Теперь я вижу, в чем Жоэль похожа на мою мать: обе одержимы пропавшим. У обеих фантомная боль. Мама до самого конца держалась за фантазию, что ее отец мог пережить войну. Всякий раз, натыкаясь в газете на историю про солдата, объявившегося спустя многие годы, она воодушевленно зачитывала ее мне. Безумная история, правда же? Морица она не упоминала. Но я-то знала, о чем она думала.
Жоэль будто читает мои мысли.
– Почему твоя мать не приехала с тобой?
– Она умерла.
Я стараюсь не думать о маме, чтобы меня не захлестнули воспоминания о ее последних месяцах. Чтобы вытеснить то странное чувство, что я с тех пор ношу в себе, – чувство, что я последняя в роду, последняя хранительница вопросов, на которые не получены ответы. По лицу Жоэль словно судорога пробегает. Будто они с мамой знали друг друга.

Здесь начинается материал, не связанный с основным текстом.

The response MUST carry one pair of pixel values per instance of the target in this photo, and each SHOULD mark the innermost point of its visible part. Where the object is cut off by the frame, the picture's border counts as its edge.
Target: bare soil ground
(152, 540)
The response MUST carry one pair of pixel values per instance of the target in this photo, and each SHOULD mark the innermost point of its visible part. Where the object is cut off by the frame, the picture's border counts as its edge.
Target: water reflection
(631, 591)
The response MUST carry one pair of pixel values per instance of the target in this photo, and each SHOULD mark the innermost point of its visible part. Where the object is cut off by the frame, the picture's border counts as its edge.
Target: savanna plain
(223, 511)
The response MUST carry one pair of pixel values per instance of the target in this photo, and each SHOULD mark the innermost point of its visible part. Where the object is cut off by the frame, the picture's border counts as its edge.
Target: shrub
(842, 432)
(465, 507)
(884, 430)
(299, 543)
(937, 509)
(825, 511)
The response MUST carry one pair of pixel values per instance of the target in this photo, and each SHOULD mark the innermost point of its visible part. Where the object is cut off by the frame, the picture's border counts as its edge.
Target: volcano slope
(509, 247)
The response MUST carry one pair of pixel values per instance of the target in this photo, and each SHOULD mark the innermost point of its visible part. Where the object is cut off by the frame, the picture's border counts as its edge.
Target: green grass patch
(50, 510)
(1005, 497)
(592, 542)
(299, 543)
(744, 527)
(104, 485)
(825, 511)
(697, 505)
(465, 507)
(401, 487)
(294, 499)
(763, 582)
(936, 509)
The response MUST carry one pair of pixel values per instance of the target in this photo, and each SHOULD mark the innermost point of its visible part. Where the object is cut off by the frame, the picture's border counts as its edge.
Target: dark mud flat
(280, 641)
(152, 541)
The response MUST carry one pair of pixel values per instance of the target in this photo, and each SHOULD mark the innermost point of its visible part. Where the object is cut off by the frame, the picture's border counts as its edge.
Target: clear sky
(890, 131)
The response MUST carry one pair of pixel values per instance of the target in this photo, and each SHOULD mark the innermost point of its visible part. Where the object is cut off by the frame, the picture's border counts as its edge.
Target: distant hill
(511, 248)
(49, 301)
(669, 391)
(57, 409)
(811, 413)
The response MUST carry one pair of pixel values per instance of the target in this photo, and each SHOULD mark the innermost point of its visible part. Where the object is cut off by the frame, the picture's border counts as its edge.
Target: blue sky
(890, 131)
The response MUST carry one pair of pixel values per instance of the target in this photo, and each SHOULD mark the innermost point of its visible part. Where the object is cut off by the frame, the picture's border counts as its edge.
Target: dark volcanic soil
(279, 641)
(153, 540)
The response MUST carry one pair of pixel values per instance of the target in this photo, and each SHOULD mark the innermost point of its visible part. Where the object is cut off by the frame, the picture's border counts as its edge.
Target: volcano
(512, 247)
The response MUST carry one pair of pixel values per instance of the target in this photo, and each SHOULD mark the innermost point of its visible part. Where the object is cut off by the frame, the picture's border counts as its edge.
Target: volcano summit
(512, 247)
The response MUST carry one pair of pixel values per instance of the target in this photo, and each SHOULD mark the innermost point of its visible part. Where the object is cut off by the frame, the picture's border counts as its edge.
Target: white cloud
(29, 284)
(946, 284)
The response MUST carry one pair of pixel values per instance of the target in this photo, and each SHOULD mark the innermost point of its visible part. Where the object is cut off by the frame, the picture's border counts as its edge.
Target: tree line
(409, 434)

– Нет, не может быть. Когда?
– Два года назад.
К ее скорби я не готова. Справившись с собой, она берет меня за руку. Мягко, сочувственно.
– Мне очень жаль. А я-то всегда мечтала однажды ее встретить. Когда летала «Люфтганзой», всегда присматривалась к стюардессам и тешила себя надеждой, что одна из них, может быть, она. У тебя нет ее фотографии?
– Нет.
Разумеется, у меня в телефоне есть мамино фото. Но на снимках она уже исхудавшая, потухшая, тень себя самой, и я не хочу, чтобы Жоэль увидела ее такой. Во всяком случае, пока не буду уверена, что Жоэль и в самом деле ее сестра.
– Она была бы рада познакомиться с тобой.
– Расскажи мне о вас! Вы когда-нибудь задавались вопросом, нет ли у него других детей?
Что-то во мне тут же закрывается.
– Боюсь, не могу предложить тебе столь же волнующую историю, как твоя. Мориц в нашей жизни был большим пустующим местом. У меня ничего от него не осталось.
Про мои попытки заполнить эту пустоту я умалчиваю. Про все мои осторожные вопросы. Возвращаясь из рейса, мама часто перебирала старые фотографии. Но мое любопытство натыкалось не на гранит, нет, скорее, вязло в тумане. Я пыталась пробираться на ощупь в невысказанном. Никто не говорил о нем плохо. Но можно было догадаться, что за этим кроется нечто темное.
– Тогда расскажи о себе. Ты сегодня какая-то притихшая.
Я могу поклясться, что она почуяла находку Патриса. Но его имени не упомянула ни разу.
– У тебя есть муж? Или друг?
Я молчу.
– Или подруга?
– Нет. Я гетеро, если ты это имеешь в виду. И недавно развелась.
– Вот и поздравляю. – Она смеется. – И как долго ты пробыла замужем?
– Тринадцать лет.
– Дети есть?
Надо увести разговор в сторону.
– Нет. Лучше расскажи, что произошло тогда в Тунисе.
– Хорошо. Но завтра ты мне расскажешь о себе. Не о твоей матери, а о себе. Договорились?
Рассказывать о себе мне хотелось еще меньше, чем о семье. У моей семьи – история молчания. А у меня – история неудачи. Но если рассказы – наша валюта, то мне придется расплатиться ею.
– Договорились.
Мы спускаемся в пустой зал для завтраков, открываем маленькую кухню, включаем свет и готовим кофе. Черный, с сахаром. Уже глубоко за полночь. Закурив, Жоэль начинает рассказывать.